There is no preference between the two options. When there have been at least 14 days between vaccine administration and birth — thus allowing enough transplacental antibody transfer — there is no recommendation to use both products, except in very limited circumstances, such as when there is concern that the pregnant parent did not mount an adequate immune response (for example, people living with HIV infection).

Health care providers of pregnant people should provide information on both options and consider patient preferences when determining whether to vaccinate the pregnant patient or rely on the administration of nirsevimab to the infant after birth. Nirsevimab should be administered to the infant if the vaccination status of the birthing parent is unknown.

Vaccine During Pregnancy

CDC recommends the new Abrysvo vaccine for pregnant people to prevent RSV in infants. The vaccine should be administered at 32 to 36 weeks of gestation and between September and January, in accordance with RSV seasonality in NYC.

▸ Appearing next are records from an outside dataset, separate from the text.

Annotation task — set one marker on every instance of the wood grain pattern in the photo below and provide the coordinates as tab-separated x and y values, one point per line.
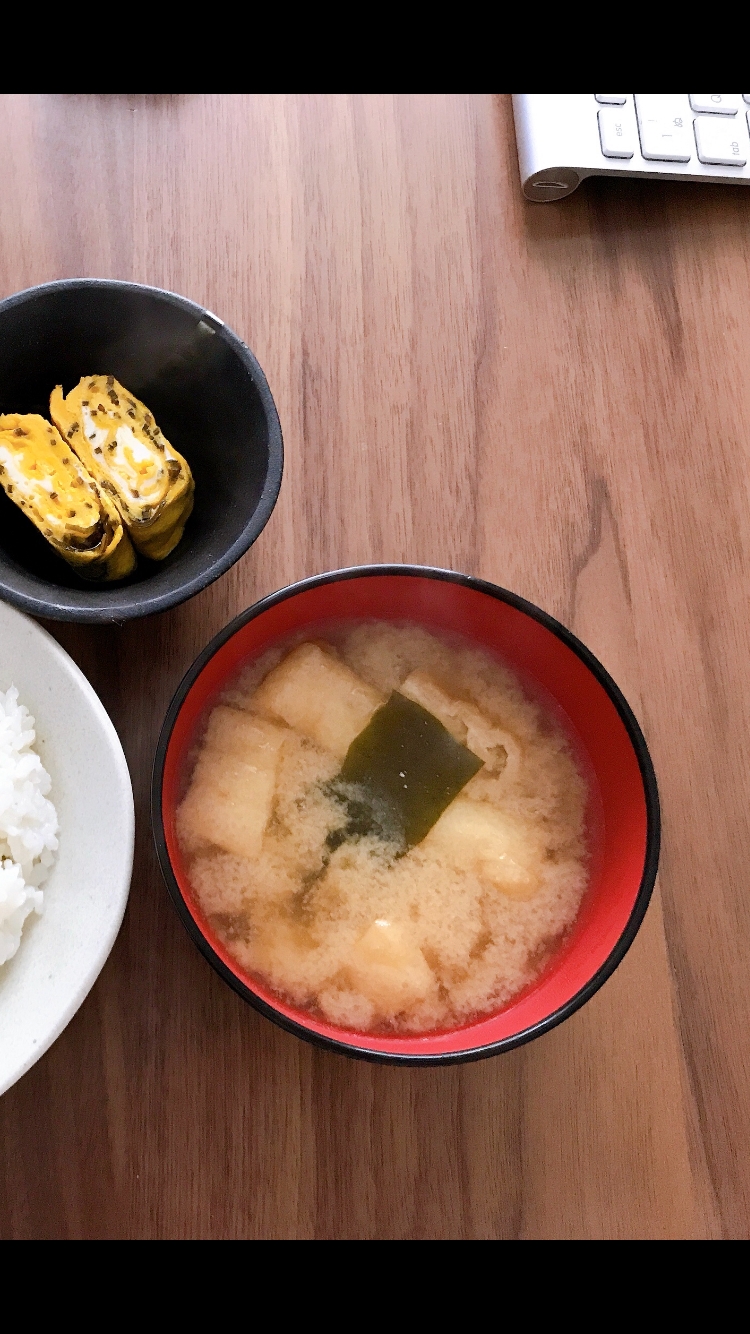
550	396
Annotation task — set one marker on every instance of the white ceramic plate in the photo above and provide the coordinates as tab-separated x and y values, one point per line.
63	951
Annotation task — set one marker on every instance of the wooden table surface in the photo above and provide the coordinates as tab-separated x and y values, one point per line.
550	396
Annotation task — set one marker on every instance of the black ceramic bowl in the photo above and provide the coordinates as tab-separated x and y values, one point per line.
210	399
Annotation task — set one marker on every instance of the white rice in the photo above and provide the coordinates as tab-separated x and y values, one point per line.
28	822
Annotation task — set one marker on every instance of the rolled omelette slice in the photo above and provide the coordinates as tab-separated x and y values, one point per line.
116	438
50	483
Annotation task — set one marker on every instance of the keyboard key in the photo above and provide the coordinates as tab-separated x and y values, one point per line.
663	128
715	103
721	142
615	134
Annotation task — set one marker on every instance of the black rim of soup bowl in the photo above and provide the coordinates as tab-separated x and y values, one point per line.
116	602
650	790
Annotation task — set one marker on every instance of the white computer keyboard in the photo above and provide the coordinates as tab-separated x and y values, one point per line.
565	136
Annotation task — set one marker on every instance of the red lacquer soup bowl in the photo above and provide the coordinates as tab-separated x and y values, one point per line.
553	664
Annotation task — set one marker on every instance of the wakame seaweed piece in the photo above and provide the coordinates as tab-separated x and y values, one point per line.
407	766
366	815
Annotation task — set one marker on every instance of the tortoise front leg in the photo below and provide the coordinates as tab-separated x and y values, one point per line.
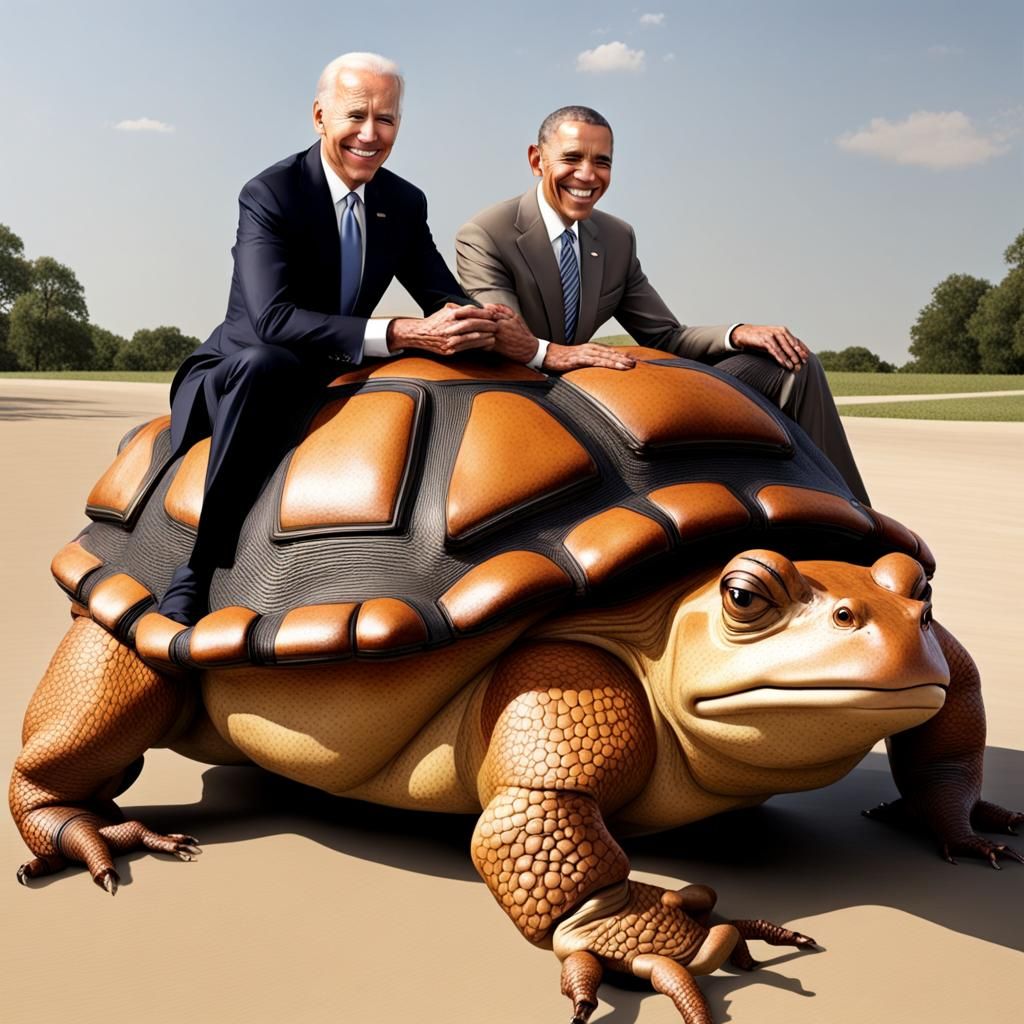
570	739
93	715
938	765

Monoclonal Antibody Products

CDC recommends a new monoclonal antibody product, nirsevimab, to protect infants and young children against RSV. Although nirsevimab is not a vaccine, it provides passive immunity.

Administration of nirsevimab shortly before the start of the RSV season is recommended for infants less than 8 months of age and for children ages 8 to 19 months who are at increased risk of severe RSV. RSV season in NYC is defined as October through the end of March. Providers should target administration in the first week of life for infants born shortly before or during RSV season.

Another monoclonal antibody, palivizumab (Synagis), may still be given to high-risk infants and young children with certain underlying medical conditions who have not or cannot receive nirsevimab. Palivizumab is given in monthly intramuscular injections during the RSV season.